Although the world of Performance is very much the one that Cammell inhabited, with its heady mix of the Mayfair set and gangster London, it looks and feels like a Roeg film. And the casting of Mick Jagger in one of the leads would be followed subsequently by Roeg with David Bowie in The Man Who Fell to Earth and Art Garfunkel in Bad Timing.
Walkabout, his first film proper, was next in ’71. A startlingly original take on the clash of civilizations as a white boy and girl are left to fend for themselves in the Australian outback after being abandoned there.
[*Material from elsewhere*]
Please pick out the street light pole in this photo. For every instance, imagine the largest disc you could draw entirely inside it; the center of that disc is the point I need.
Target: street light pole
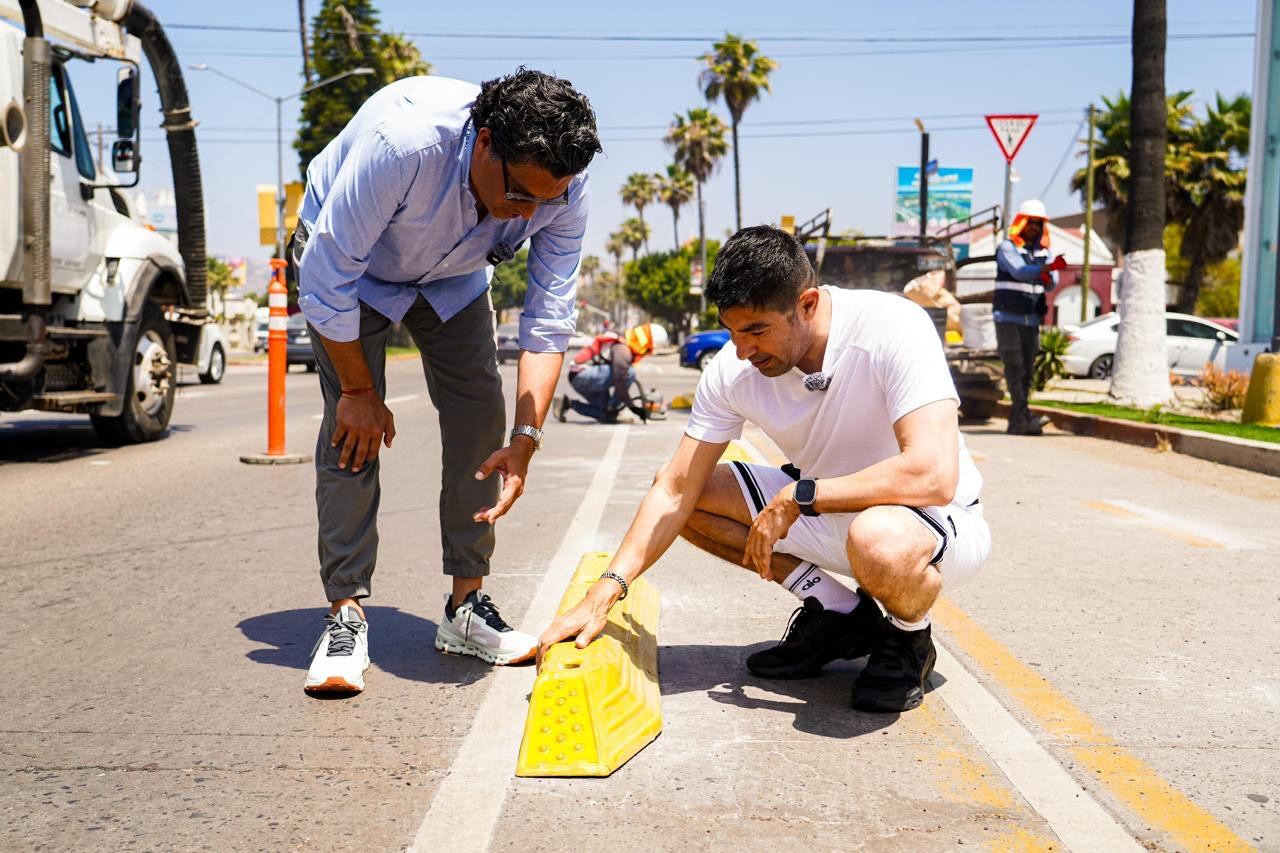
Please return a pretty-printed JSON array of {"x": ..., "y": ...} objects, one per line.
[{"x": 279, "y": 133}]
But it was Don’t Look Now in ‘73 that really caught the world’s attention.
Donald Sutherland and Julie Christy are in Venice trying to come to terms with the death of their child. The film unfolds with an elliptical, almost casually poetic moulding of time, and it is this more than anything that characterizes Roeg’s work.
This strikingly lateral, almost anti linear sense of time, and one of the most memorable and grown up sex scenes in modern cinema woke the world up to a serious European film maker.
The Man Who Fell To Earth followed in ‘76, Bad Timing in ‘80, Eureka in ‘83 and then Insignificance in ‘85. All are criminally over-looked. They each manage to be dazzlingly original in their look and feel as they tackle existential themes with a deft lightness of touch. Intellectual depth explored with visual brilliance, panache and originality, so that form and content perfectly merge.
If you’ve yet to see any of them, lucky you, it’s all ahead of you.
Castaway was something of a damp squib in 86, but Track 29 in 88, scripted by Denis Potter was a return to form. But his film of Roald Dahl’s The Witches in 90 was another mild disappointment, falling somewhere in between a children’s and a grown up’s film.
And that alas is pretty much it. There have been three films since, but they are hardly worth mentioning in the context of what had come before. And ever since, Roeg has been talking to various producers and financiers about making a comeback. So the Arena profile, aptly titled It’s About Time on BBC4 was something of a mixed blessing.
On the one hand, it was finally some sort of recognition for, arguably, the most important, and certainly the most original film maker that Britain has ever produced. On the other, if felt like an admission of defeat as far as any future projects are concerned.
Watch the Arena profile. And then treat yourselves to one of those first seven films of his.
Rather like David Bowie’s six albums between Young Americans and Scary Monsters, those first seven films of Roeg’s manage to be at once extraordinarily varied and yet visibly, distinctly crafted by the same brilliant hand.